By 1820, in an attempt to settle the region, a new U.S. law sold 80-acre parcels of land at $1.25 an acre ($100), no credit, to anyone who could come up with the money and was willing to travel west. The Mexican government offered the land at 12.5 cents an acre with credit for those who couldn't pay the full amount. Two stipulations were attached: convert to or endorse Catholicism and become Mexican citizens. Not much question which was the better deal monetarily, but westward expansion lured Americans in droves.
The first to arrive was Stephen F. Austin in 1821. By 1828, those from the U.S. outnumbered the settlers from Mexico by ten to one. By 1830, 30,000 Americans had moved to Texas, alarming the Mexican government and closing Texas to American immigration. In addition, Mexico prohibited slaves and set up custom houses to collect taxes. The battle for our 28th state had begun.

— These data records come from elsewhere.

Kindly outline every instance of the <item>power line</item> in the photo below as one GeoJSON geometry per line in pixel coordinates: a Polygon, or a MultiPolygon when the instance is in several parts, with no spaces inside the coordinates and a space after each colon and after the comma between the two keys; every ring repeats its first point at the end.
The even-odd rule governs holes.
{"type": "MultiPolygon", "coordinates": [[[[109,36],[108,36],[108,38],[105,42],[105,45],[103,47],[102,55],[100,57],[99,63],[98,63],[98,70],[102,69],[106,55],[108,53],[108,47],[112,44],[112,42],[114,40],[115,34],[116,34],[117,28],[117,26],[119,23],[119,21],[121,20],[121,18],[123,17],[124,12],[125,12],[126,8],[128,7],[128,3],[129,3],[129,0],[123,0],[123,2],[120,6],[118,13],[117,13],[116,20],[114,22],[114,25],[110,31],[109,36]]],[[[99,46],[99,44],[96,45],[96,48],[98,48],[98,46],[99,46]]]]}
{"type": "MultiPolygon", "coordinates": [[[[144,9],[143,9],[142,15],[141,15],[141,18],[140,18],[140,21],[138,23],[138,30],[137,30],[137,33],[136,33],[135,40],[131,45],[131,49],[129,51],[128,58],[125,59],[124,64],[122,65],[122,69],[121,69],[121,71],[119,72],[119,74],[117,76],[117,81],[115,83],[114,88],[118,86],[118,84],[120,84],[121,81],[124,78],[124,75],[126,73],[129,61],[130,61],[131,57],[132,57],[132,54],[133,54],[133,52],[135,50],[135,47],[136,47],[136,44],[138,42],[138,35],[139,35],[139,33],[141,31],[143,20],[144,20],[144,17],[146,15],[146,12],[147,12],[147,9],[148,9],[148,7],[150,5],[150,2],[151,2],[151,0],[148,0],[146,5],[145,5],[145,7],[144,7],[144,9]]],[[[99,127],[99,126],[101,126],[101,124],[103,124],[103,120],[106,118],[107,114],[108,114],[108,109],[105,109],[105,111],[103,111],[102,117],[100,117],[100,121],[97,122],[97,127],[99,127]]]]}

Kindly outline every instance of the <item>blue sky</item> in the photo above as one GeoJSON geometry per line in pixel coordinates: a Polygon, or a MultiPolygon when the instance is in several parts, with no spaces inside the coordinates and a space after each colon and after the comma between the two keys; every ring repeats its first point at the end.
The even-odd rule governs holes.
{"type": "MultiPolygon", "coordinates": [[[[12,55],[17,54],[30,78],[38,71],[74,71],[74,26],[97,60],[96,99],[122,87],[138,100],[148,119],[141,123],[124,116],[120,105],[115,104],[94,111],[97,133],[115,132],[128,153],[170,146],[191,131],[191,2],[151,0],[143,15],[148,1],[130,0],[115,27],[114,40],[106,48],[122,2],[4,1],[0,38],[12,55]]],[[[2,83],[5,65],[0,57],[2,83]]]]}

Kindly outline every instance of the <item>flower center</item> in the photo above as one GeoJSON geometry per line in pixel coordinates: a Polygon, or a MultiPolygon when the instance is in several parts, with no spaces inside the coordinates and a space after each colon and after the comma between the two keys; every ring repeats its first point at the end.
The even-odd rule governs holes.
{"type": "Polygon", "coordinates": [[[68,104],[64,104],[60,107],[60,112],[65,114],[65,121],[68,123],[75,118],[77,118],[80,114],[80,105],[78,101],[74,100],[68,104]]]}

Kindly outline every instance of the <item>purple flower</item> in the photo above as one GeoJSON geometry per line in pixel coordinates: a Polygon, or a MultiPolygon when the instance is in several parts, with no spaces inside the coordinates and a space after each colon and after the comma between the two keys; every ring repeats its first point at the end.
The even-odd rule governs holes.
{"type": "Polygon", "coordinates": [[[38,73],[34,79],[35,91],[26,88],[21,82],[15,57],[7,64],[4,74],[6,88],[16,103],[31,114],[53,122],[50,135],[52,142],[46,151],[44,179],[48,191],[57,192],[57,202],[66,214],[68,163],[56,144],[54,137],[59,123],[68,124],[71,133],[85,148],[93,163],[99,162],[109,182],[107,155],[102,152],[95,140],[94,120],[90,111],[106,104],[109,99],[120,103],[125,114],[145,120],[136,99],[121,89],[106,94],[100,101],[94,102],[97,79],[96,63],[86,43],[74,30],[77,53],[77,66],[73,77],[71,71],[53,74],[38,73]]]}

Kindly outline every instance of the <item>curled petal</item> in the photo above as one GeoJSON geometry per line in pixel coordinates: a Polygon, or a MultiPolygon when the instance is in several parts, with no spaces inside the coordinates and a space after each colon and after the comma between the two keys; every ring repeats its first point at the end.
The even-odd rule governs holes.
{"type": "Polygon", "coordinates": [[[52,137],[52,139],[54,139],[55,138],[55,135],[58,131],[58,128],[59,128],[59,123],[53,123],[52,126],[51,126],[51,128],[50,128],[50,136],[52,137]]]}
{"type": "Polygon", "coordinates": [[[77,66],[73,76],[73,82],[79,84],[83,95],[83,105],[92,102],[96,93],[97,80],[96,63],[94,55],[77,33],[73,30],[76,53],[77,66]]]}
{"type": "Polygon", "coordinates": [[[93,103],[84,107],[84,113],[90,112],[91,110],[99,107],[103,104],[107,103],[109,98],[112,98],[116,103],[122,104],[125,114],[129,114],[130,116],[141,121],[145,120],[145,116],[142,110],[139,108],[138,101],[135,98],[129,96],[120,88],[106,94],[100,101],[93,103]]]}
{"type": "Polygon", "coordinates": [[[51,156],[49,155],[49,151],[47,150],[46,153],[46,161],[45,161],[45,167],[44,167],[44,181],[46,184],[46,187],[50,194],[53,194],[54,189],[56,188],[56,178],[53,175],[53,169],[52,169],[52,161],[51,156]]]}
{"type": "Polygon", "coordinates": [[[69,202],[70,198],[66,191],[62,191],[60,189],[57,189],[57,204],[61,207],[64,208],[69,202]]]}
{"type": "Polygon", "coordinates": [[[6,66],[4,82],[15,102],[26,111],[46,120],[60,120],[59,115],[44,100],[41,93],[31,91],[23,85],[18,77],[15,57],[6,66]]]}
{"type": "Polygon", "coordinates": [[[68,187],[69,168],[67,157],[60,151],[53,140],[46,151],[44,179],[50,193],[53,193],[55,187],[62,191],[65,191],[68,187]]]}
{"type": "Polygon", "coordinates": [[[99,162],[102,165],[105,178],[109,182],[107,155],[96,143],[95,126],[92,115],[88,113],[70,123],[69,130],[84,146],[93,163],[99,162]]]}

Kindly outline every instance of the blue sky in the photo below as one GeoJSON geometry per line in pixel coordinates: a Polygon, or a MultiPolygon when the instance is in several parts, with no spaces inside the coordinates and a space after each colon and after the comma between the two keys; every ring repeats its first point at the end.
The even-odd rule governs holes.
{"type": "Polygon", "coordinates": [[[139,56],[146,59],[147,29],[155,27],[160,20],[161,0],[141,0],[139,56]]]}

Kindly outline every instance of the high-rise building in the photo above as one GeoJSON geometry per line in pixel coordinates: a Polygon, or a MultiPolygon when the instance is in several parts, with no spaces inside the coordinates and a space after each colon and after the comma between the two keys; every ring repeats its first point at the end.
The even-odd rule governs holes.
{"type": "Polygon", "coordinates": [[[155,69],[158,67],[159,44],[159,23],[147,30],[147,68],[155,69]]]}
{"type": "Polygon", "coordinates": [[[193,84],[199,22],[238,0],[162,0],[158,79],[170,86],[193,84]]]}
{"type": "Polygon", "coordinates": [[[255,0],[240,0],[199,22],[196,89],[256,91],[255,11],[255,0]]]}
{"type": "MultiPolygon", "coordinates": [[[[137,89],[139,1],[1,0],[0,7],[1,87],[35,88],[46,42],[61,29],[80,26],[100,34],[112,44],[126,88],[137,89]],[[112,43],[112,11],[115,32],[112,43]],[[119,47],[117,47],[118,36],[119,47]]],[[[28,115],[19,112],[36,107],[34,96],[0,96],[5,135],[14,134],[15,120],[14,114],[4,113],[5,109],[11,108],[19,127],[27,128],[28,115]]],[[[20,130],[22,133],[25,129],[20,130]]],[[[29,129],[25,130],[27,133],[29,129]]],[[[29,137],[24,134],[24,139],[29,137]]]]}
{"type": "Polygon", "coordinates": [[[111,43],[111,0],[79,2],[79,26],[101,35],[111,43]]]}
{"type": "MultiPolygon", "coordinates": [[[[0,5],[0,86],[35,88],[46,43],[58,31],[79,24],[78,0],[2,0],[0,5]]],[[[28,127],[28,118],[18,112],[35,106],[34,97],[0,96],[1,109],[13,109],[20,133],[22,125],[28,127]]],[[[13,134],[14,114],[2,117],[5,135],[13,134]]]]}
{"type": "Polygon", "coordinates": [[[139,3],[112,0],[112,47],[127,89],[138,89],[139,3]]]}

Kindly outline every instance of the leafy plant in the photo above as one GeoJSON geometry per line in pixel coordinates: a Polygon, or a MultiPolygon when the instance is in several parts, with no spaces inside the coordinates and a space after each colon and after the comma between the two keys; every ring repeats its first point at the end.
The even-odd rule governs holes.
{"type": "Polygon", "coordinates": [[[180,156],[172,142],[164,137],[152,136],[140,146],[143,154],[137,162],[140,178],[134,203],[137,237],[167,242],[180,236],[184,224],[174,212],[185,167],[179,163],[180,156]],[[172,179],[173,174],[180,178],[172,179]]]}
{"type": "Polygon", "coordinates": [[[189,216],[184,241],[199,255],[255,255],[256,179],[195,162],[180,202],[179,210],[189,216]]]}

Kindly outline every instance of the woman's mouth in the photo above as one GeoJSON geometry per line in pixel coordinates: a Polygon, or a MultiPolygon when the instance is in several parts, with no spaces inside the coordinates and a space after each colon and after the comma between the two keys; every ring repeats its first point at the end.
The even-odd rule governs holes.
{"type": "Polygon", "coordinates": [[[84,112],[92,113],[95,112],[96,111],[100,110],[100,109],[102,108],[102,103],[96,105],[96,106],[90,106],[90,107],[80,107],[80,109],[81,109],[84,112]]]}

We made our way between lines of people on each side of the narrow adobe rooms and read the displays. The Martin Luther King, Jr. holiday day off had attracted crowds of visitors.
In 1836, General Antonio Lopez de Santa Anna of Mexico and his army attacked a small contingent of about 200 defenders of Texas independence at the Alamo. The Americans held out for 13 days, but with no hope for reinforcements and the final series of assaults on the morning of March 6, Mexicans scaled the mission walls and rushed into the compound. Santa Anna's men captured cannons and turned them on the defenders. Among those killed in the siege were Jim Bowie, renowned knife fighter, and David Crockett, famed frontiersman and former congressman from Tennessee, two of 200 who made the ultimate sacrifice for freedom.
"What an appropriate place to be today," I told Andy. Outside on the plaza children sang How Great Thou Art and My Country Tis of Thee.
Clouds still kept San Antonio in the low 50's. Only a few tiny breaks of blue poked through. "Let's do some of the River Walk since we have a couple hours before dinner," suggested Andy. We walked both sides of the main loop for a couple miles, crossing over the bridges, watching mallards paddle along, waving at tourists in the canal boats and browsing in shop windows. Here and there a few people frequented outdoor cafes, but it was chilly to sit for very long.
At the far end of one canal we stumbled on the Institute de Mexico with its outdoor sculpture gardens. Here was opportunity for creative photography. We gave it a try.
As we headed back over the final stretch past San Antonio Bar, a young waitress offered the special for Happy Hour. "Our upstairs cafe serves two drinks and an appetizer for $6.00," she said. "Would you join us?"
That was too good to pass up. Outdoor heaters, serapes over the chairs for customers, La Cucaracha by a Mexican band down the river, romantic river scenery and delicious appetizers... all perfectly lovely except the chilly 50 degree temperatures of mid-January and lingering clouds.